“Quem deu crédito à nossa pregação? e a quem se
manifestou o braço do Senhor?” (Is.
53.1).
“Era desprezado, e rejeitado dos homens; homem de
dores, e experimentado nos sofrimentos; e, como um de quem os homens escondiam
o rosto, era desprezado, e não fizemos dele caso algum”. (Is. 53.3).
Morrer por um propósito justo é a
maneira mais linda de se partir deste mundo, e Jesus morreu assim.
Mas eu fico refletindo sobre aquela
sexta-feira desde a manha até o entardecer, quando Jesus caminhou para o
calvário. Percorreu a via cruzes, foi vitima de olhares e falas: reprovadoras,
críticas e condenatórias.
Os comentários eram diversos, muitos
solidários porem outros acusadores. Mas o que mais me impressiona é o fato de
que algumas pessoas ( e nas multidões sempre existem essas pessoas) não sabiam
quem ele era, e nem porque estava sofrendo daquele jeito, mas traziam dentro de
si, emoções resistentes em relação a ele.
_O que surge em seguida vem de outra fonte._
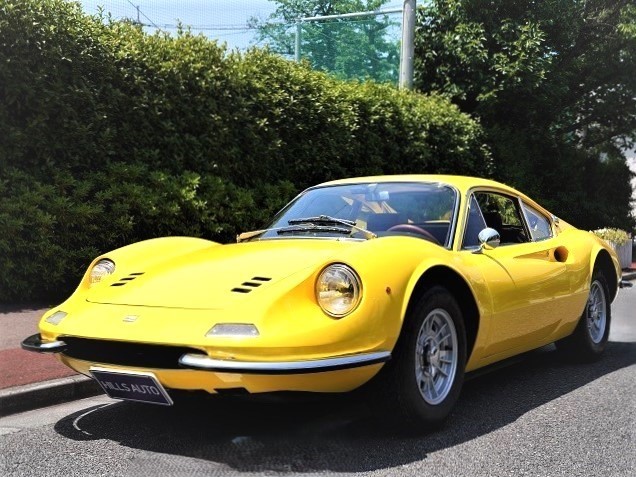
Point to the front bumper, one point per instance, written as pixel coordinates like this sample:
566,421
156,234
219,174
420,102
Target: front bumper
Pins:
205,363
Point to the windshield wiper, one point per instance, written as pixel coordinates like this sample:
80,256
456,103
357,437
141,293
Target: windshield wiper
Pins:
327,219
319,223
312,228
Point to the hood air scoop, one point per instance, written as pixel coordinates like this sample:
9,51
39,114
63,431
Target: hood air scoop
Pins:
249,285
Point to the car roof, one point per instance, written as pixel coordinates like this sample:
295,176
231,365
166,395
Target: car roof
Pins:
461,183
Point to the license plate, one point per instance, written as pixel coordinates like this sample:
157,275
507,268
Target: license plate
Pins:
131,386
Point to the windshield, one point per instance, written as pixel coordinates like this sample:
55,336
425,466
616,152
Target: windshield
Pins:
382,208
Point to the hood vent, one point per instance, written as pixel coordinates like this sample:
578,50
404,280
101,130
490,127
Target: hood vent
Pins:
129,278
249,285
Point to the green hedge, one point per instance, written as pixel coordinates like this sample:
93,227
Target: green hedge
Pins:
110,136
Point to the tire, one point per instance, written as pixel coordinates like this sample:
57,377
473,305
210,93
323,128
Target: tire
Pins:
425,375
590,336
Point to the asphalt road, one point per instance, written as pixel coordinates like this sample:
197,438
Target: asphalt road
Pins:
541,416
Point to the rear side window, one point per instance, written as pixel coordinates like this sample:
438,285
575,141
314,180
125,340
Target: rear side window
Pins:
538,223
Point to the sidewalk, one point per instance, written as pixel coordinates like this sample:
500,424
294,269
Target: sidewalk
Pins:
30,380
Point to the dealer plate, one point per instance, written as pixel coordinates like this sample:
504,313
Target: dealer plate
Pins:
131,386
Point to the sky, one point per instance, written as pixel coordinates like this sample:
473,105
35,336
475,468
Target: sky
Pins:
223,20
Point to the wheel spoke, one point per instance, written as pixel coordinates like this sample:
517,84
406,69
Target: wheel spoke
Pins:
436,356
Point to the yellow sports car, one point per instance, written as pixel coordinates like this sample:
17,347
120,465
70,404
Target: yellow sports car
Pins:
407,281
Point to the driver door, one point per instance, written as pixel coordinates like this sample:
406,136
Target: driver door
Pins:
525,274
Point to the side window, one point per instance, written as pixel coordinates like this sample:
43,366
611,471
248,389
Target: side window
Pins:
503,213
538,224
474,225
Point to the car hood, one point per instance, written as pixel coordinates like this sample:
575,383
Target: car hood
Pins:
218,277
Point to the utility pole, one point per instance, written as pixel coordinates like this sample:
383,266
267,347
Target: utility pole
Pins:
408,44
299,33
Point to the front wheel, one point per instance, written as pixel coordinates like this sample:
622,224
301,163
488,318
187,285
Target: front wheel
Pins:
426,372
592,332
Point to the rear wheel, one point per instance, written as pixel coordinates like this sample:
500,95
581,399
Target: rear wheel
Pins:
592,332
425,376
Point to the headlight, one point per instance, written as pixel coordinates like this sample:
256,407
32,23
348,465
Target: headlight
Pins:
102,269
338,290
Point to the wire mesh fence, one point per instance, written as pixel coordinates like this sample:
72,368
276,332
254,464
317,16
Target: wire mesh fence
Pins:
352,45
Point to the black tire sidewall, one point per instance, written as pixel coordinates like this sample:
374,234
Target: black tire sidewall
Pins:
590,346
412,404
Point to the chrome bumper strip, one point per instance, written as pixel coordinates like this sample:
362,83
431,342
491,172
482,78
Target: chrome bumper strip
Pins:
35,343
203,362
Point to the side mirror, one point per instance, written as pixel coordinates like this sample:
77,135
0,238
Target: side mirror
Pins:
488,239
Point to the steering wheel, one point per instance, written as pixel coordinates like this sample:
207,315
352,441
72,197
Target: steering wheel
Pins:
410,228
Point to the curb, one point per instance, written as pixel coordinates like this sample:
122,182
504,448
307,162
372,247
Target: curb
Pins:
629,276
46,393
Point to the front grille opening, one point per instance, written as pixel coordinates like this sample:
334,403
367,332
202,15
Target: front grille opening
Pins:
241,290
251,284
125,353
129,278
232,391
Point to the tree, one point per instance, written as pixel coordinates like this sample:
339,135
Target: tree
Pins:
353,48
553,82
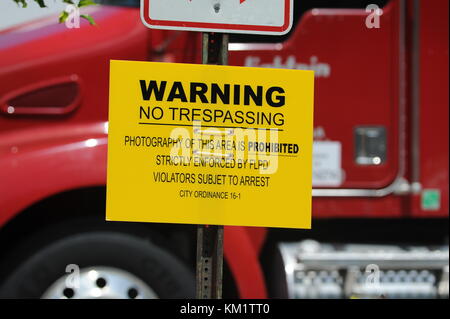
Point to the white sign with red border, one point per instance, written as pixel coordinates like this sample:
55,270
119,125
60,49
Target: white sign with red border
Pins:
269,17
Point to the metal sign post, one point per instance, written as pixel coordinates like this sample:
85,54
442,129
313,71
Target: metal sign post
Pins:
210,238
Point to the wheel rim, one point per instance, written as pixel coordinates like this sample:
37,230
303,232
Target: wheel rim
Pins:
99,283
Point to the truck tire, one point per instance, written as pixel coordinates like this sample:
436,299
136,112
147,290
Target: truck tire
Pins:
164,274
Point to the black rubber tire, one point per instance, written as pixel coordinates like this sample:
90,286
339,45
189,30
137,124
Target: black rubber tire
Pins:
164,273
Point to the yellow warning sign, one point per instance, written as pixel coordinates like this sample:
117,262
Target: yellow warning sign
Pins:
216,145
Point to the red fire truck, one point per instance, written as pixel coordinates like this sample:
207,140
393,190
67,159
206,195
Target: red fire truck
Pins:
381,175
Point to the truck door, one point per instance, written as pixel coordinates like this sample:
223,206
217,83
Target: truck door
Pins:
358,58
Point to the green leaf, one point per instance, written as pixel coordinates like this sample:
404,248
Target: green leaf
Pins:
85,3
63,17
41,3
89,18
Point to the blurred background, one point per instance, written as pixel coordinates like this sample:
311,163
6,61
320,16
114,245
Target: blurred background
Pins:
380,169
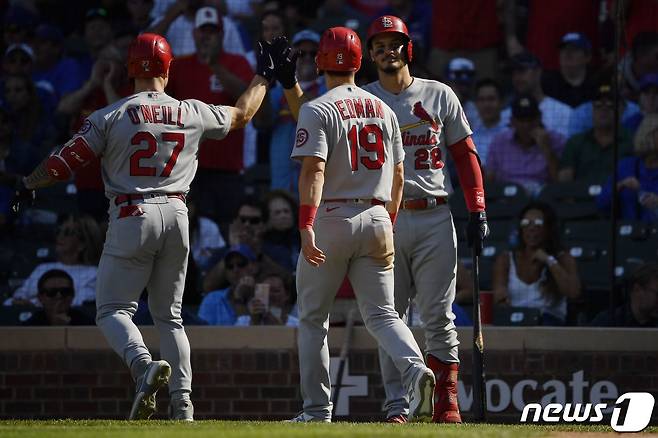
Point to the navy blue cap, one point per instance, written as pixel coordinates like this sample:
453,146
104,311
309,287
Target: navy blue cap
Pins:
97,13
49,33
20,17
524,61
575,39
242,250
525,106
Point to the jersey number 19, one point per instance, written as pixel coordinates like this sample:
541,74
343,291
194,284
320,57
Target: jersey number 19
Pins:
370,138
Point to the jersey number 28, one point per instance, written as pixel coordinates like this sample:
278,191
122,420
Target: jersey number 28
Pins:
136,169
370,138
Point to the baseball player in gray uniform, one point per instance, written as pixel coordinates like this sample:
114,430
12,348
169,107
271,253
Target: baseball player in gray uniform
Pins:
432,123
148,144
351,178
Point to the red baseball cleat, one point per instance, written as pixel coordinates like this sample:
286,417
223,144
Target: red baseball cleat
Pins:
446,408
400,419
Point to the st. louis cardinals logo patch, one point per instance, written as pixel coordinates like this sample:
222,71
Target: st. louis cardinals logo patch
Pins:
301,137
425,119
86,126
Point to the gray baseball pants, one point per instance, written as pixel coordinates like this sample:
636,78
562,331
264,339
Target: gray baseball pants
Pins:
357,240
425,262
148,251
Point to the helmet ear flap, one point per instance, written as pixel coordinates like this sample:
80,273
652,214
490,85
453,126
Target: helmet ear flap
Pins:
409,50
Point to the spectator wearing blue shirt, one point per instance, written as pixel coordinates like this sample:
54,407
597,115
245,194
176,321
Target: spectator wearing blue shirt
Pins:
60,73
224,306
638,177
489,104
648,101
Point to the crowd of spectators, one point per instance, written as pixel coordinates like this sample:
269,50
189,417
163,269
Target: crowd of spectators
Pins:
536,80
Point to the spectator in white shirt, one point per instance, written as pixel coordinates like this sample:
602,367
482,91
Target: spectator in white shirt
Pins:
78,247
526,79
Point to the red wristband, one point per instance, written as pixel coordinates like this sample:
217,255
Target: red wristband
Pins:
393,216
307,216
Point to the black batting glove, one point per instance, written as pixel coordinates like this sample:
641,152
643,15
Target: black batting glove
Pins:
23,197
477,230
285,60
264,60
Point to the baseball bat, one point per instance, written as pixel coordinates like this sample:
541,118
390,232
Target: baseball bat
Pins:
479,387
344,351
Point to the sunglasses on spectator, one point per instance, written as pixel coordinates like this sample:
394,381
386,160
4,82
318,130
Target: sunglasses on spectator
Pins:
68,232
603,104
308,53
52,292
253,220
237,265
528,222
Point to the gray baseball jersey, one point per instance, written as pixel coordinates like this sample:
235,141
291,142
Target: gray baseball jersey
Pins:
358,137
431,119
356,134
150,141
148,144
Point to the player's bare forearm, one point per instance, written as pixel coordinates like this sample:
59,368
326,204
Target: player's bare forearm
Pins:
249,102
396,190
296,98
39,177
311,181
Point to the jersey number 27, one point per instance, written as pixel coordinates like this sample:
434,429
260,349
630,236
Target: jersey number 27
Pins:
136,169
370,138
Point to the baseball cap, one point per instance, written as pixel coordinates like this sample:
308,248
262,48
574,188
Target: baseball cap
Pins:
306,35
460,70
48,32
525,106
575,39
17,17
207,15
242,250
648,81
604,92
96,13
524,61
21,47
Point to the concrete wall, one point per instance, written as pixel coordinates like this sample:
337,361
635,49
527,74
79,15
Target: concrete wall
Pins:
252,373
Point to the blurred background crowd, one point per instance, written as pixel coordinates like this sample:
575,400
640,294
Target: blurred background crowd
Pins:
540,81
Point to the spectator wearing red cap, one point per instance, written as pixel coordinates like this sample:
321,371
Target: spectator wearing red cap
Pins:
573,83
215,76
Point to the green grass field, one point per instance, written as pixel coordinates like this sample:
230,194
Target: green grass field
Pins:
262,429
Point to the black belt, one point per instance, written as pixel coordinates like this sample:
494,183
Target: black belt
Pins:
131,198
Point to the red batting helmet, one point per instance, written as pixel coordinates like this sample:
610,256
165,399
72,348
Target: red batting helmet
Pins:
339,50
390,23
149,56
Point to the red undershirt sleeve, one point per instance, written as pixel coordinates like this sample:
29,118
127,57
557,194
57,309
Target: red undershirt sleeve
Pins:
469,170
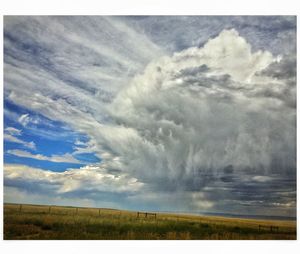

É gente que vive a vida de forma
alienada, absorta em seu próprio mundo, não ouve com a mente, com a alma, estão
sempre por fora dos fatos alheios as pessoas, vidas, e valores essenciais. São
pessoas que estão sempre muito preocupadas com seus próprios problemas, que às
vezes não tem significação para existência básica da vida e muito menos para a
vida eterna. É gente desprovida de alma, de emoções positivas, é gente que não
chora, não vive a vida na intensidade psicológica que ela merece, ou pessoas
que se inclinam mais para a racionalidade e desprezam as emoções. Esse tipo de
pessoa é movido por um pensamento, por uma racionalidade envergada para dentro
de si. Quer racionalizar a dor do outro, e estabelece para si, um estilo de
vida egoísta e escapista, em que o medo de se expor psicologicamente é mais
forte que a necessidade humana básica de viver a vida na sua intensidade mais
humana.
Talvez naquele dia, algumas destas
pessoas chegaram ao Gólgota indagando para alguém que estava por ali, quem era
aquele, o que ele fez; e depois de um breve silencio de quem não conseguiu
responder a pergunta, essas próprias pessoas responderam a pergunta elas mesmas
com seu velho, repulsivo e exaustivo prejulgamento dizendo que: talvez fosse
mais um agitador social, ativista político, ideologista esquerdista, ou um
ladrão porco do mercado (assaltante de
pobres), ou um assassino contumaz que não merecia viver.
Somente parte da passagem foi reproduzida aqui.